Recht auf Bildung und Kultur

« Was mir wichtig ist, ist das Recht auf Bildung und Kultur (Musik, Tanz, Theater …), weil man sich bereichert. Wenn man teilnimmt am kulturellen Leben wird man selbstständig. Das ist grundlegend, das ist die Basis für mich. Früher habe ich mich geprügelt, die Kultur und die Bildung haben mich beruhigt. Die Aktionen von ATD erlauben einem einen kulturellen Austausch mit anderen und führen zur Selbsterkennung in der Gruppe. Um einen Zugang zur Kultur zu haben, vermittele ich was wir haben und tausche mich mit anderen aus. Ohne Kultur keine Bildung. »

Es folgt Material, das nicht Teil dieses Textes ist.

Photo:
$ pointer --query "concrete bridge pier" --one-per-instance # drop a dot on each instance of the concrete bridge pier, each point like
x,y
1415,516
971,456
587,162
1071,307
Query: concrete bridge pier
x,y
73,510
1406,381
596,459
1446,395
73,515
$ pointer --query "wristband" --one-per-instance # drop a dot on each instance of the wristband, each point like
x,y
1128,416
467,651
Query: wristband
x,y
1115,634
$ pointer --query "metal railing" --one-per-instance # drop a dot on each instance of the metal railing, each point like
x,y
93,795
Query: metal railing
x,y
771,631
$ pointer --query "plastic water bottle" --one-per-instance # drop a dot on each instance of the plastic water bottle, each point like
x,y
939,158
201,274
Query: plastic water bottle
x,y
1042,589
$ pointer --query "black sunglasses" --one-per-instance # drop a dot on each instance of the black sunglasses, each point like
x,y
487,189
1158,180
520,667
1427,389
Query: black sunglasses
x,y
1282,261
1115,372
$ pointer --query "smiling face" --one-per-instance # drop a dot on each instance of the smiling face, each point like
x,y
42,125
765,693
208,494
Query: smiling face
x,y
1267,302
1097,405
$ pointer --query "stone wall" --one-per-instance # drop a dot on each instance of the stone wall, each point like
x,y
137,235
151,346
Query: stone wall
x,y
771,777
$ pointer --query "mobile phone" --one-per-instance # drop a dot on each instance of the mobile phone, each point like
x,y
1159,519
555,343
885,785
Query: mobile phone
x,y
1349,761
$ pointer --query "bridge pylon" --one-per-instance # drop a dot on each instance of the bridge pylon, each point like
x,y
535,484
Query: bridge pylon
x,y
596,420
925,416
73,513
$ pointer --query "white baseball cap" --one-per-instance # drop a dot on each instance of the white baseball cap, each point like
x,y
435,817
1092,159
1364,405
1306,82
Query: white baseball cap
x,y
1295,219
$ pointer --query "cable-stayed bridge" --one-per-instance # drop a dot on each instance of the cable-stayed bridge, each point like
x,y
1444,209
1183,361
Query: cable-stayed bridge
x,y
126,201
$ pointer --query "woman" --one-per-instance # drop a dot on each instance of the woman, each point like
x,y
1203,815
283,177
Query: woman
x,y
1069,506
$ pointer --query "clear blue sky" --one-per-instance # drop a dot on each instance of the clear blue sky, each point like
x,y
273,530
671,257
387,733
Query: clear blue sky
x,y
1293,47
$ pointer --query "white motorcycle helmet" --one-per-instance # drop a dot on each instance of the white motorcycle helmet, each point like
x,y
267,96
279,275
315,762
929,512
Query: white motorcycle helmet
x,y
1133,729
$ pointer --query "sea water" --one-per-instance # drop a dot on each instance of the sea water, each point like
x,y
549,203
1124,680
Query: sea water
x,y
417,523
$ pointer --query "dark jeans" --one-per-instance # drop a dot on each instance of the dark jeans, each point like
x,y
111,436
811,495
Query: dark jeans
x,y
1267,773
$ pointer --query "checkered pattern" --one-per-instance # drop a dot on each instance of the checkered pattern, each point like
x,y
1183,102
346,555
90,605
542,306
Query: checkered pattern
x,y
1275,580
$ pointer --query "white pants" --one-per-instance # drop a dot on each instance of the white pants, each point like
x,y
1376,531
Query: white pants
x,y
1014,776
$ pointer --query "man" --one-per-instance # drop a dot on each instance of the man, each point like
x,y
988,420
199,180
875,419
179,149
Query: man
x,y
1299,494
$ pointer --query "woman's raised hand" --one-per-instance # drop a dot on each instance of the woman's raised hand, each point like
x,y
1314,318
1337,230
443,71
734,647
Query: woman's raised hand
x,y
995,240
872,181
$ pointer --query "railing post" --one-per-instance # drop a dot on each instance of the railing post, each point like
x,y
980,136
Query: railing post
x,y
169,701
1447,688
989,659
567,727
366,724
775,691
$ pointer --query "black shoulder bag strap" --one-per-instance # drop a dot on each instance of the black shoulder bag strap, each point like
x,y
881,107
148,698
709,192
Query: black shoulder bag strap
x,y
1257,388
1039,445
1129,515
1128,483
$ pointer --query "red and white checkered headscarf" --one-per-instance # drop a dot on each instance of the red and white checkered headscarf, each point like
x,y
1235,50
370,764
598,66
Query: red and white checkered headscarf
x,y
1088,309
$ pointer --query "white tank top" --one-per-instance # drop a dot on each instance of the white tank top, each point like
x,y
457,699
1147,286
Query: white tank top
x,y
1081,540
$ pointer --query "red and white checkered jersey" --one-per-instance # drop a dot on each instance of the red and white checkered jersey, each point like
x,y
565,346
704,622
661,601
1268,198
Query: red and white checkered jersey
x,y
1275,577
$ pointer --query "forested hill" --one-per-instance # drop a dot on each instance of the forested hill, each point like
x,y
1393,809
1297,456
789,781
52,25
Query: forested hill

Ist der Zugang zur Kultur für jeden in Luxemburg möglich?

Diese Aussagen haben die Rede von Fabienne Rossler (Generalsekretärin der Commission consultative des Droits de l’Homme) unterstrichen. Sie hat die vielen Facetten der Armut in Luxemburg erläutert: abhängig sein, sich schämen, isoliert und ausgeschlossen sein… Sie machte einen Aufruf ans uns alle: In erster Linie der Staat, welcher die Verantwortung trägt ein gesellschaftliches System zu entwickeln, indem jeder in Menschwürde leben kann; dabei hat der Staat auch die Pflicht die wahrhaften Ursachen der Armut zu bekämpfen. Die Sozialpartner und die Wirtschaft sind aufgefordert eine Gesellschaft zu schaffen, die jeden anerkennt mit seinen Fähigkeiten und Denkweisen. Es ist sehr wichtig die betroffenen Personen als Partner einzubeziehen, dies als Zeichen des Respekts…

Der Chor « Home Sweet Home », begleitet von Sängern verschiedener Chöre wie All in One Mamer, Arend & Medernach und Banque de Luxembourg, sorgte für den musikalischen Rahmen unter der Leitung von Nicolas Billaux.

Die Jugendgruppe von ATD Luxemburg begeisterte das Publikum mit einem selbstgetexteten Lied über Freundschaft.

Zu einer Gedenkminute als symbolischen Abschluss versammelte sich das Publikum rund um die Skulptur Publica, « der Tisch der Solidarität », welcher auf dem Parvis in Neimënster steht. Jeder Teilnehmer stellte eine Kerze auf den Tisch um diejenigen zu gedenken, welche nicht da sein konnten, vergessen werden und durch den Teufelskreis der Armut leiden.